Xflick / EEND_PyTorch

A PyTorch implementation of End-to-End Neural Diarization
MIT License
98 stars 15 forks source link

When I run run.sh, I encountered a problem #3

Closed bbrookie closed 3 years ago

bbrookie commented 3 years ago

First of all thank you for open source this code There is no folder named exp_large, and some files in this directory such as avg.th or transformer.th are not found, can you provide these files? or retraining does not require these files, then how should I pass in these files?. And can the adapt stage be skipped?

Xflick commented 3 years ago

Hi, exp_large will be automatically created during training phase. Model files such as avg.th and transformer*.th are supposed to be stored during training and are not needed for retraining.
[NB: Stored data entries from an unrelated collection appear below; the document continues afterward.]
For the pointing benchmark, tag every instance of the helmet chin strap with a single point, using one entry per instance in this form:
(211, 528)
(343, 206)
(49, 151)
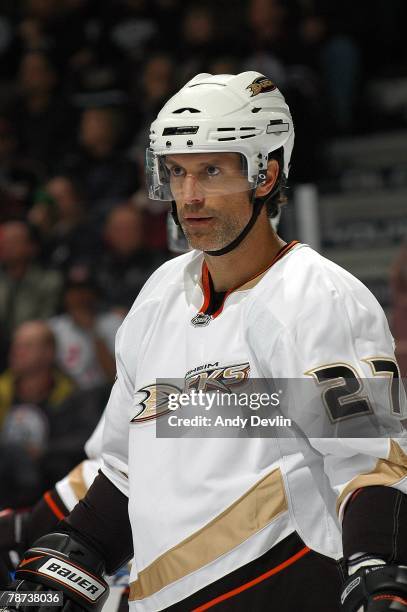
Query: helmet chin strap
(257, 204)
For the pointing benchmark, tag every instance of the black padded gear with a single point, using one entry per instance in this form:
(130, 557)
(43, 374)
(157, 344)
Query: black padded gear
(378, 588)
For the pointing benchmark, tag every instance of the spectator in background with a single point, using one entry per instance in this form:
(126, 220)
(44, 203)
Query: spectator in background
(198, 43)
(85, 338)
(18, 176)
(148, 96)
(126, 262)
(105, 172)
(60, 215)
(43, 119)
(44, 422)
(398, 286)
(27, 291)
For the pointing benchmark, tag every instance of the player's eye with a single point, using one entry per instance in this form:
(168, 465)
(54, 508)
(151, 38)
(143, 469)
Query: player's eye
(177, 171)
(212, 171)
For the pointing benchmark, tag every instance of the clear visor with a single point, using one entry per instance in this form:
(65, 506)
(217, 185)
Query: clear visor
(184, 175)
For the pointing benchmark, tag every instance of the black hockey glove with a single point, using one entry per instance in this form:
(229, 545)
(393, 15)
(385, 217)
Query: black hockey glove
(13, 530)
(380, 588)
(60, 562)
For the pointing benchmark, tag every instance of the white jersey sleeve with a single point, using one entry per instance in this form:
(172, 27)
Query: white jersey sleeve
(339, 335)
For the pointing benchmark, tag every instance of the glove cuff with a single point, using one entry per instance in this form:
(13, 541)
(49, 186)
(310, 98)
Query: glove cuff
(63, 563)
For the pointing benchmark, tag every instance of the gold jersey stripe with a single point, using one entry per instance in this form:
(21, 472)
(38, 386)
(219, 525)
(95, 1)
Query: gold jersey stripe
(77, 481)
(248, 515)
(386, 472)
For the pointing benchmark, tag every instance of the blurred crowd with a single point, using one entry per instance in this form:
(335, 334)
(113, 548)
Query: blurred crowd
(80, 82)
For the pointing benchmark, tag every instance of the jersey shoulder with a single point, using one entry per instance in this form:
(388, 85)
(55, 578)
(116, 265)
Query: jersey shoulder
(169, 273)
(304, 284)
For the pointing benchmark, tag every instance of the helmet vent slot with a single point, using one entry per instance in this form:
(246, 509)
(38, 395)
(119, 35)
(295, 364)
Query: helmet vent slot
(182, 110)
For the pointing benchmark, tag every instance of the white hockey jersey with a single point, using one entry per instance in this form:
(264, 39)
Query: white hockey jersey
(202, 507)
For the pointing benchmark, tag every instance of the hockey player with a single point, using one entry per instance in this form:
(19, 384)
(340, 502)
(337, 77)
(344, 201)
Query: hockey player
(240, 523)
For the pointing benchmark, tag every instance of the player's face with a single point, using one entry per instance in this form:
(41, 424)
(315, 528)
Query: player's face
(212, 197)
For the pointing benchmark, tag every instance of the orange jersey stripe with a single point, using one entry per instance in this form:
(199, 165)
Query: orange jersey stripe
(52, 505)
(275, 570)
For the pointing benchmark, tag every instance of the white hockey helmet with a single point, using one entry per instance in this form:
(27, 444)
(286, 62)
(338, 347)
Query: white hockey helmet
(243, 113)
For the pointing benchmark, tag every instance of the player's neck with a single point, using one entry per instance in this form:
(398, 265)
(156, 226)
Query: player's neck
(251, 257)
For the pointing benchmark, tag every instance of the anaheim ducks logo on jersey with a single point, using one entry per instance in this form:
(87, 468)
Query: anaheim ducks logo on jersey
(213, 377)
(152, 400)
(261, 85)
Or you may just want to perform the inference or adaptation stage without retraining the whole network, I offered my pretrained models in this repo.

then how should I pass in these files?

I didn't quite get you here. Training the network does not require passing avg.th or transformer*.th. For adaptation, the model is passed through init_model. https://github.com/Xflick/EEND_PyTorch/blob/69c0d8de9b54f0b5ab0fa96fc841de652a8173ab/run.sh#L51 For testing, the model is passed through test_model. https://github.com/Xflick/EEND_PyTorch/blob/69c0d8de9b54f0b5ab0fa96fc841de652a8173ab/run.sh#L64

The adaptation stage can be skipped, but there is a huge performance degradation if you simply apply your model trained on simulation data to other real scenarios (such as callhome, etc.).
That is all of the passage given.